What We Learned From The New Yorker’s Al Franken Story

Former U.S. senator Al Franken. Photo: Jim Watson/AFP/Getty Images

In November 2017, TV host Leeann Tweeden accused Senator Al Franken of groping and kissing her without her consent. Over the next several weeks, seven more women came forward to accuse Franken of unwanted sexual contact, including more groping and attempted kissing. Under pressure from his own caucus, its female members in particular, Franken resigned in early December that year.

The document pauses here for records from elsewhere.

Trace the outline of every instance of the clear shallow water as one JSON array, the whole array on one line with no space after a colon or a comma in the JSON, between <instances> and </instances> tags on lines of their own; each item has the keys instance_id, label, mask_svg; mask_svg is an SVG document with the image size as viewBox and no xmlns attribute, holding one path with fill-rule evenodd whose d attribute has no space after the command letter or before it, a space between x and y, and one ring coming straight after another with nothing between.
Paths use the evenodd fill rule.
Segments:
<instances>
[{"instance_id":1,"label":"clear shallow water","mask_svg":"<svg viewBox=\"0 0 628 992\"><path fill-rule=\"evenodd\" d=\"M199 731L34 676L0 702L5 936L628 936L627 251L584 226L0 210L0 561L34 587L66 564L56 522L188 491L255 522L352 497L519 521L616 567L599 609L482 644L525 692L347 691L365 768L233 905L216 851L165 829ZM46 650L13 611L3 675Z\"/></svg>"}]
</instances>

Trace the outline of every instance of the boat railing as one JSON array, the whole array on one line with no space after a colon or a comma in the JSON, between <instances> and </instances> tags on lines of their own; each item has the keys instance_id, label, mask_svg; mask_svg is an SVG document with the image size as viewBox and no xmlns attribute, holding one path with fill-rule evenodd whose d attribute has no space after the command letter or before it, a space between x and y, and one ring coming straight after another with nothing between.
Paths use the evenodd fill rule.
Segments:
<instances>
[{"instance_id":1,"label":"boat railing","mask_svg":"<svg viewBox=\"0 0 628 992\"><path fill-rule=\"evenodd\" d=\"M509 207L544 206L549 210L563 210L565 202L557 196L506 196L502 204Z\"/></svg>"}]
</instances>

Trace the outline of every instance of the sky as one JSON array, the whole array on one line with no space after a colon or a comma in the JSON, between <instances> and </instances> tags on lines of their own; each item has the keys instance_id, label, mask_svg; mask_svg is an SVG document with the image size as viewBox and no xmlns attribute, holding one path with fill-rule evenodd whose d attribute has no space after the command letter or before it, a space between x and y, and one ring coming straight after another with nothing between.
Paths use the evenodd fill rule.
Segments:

The scandal unfolded in the early days of the #MeToo movement, a time when names such as Harvey Weinstein, Roy Moore, and Louis C.K. were dominating headlines. But in a more-than-12,000-word article published by The New Yorker Monday, reporter Jane Mayer aims to give the story the fact-checking it didn’t get at the time and describes how, in her words, Franken “got railroaded.” Here, what we learned from Mayer’s article:

Franken regrets resigning

When Mayer asked Franken if he regrets his decision to resign, he said, “Oh, yeah. Absolutely.” He regrets not hanging on until he could appear before the Senate Ethics Committee, where he believes the truth about his interactions with Tweeden would have come out.

“The idea that anybody who accuses someone of something is always right — that’s not the case,” Franken said. “That isn’t reality.”

Franken continues to deny forcibly kissing Leeann Tweeden

The reality, according to Franken, is that he never forced his tongue down Tweeden’s throat while they were rehearsing a scene for the USO tour, as she claims. And plenty other parts of her story, he believes, would have fallen apart in committee hearing.

Franken feels bad about this picture

Al Franken and Leeann Tweeden. Photo: Courtesy of Leeann Tweeden

The above picture was taken at the end of the 2006 USO tour. A decade later, Tweeden would write that the image showed Franken groping her “without my consent, while I was asleep.” She added: “I felt violated all over again. Embarrassed. Belittled. Humiliated.”

The picture was a key part of the case against Franken and something that, he told Mayer, he continues to feel bad about.

“What’s wrong with the picture to me is that she’s asleep,” he said. “If you’re asleep, you’re not giving your consent.” When he saw the image that November morning, he said, “I genuinely, genuinely felt bad about that.”

Sean Hannity wanted to release the photo in 2007

Tweeden befriended Sean Hannity more than a decade ago and showed him the picture above. Hannity wanted to make it public in 2007, during Franken’s first Senate run, but “he deferred to Tweeden, who feared that, because she had been a lingerie model, her credibility would be attacked.”

Tweeden was wrong about Franken writing a skit especially for her

In Tweeden’s telling, Franken wrote a scene that included a kiss between them when he found out she would be joining the USO. tour. The scene was about an older male officer trying to get a younger female to kiss him during an audition. It was during a rehearsal for this scene that Tweeden said Franken forced his tongue down her throat.

But Mayer spoke to two actresses who’d previously done the same scene with Franken. She also cited NPR interviews from 2004 and 2005 in which Franken described the skit prior to the tour with Tweeden.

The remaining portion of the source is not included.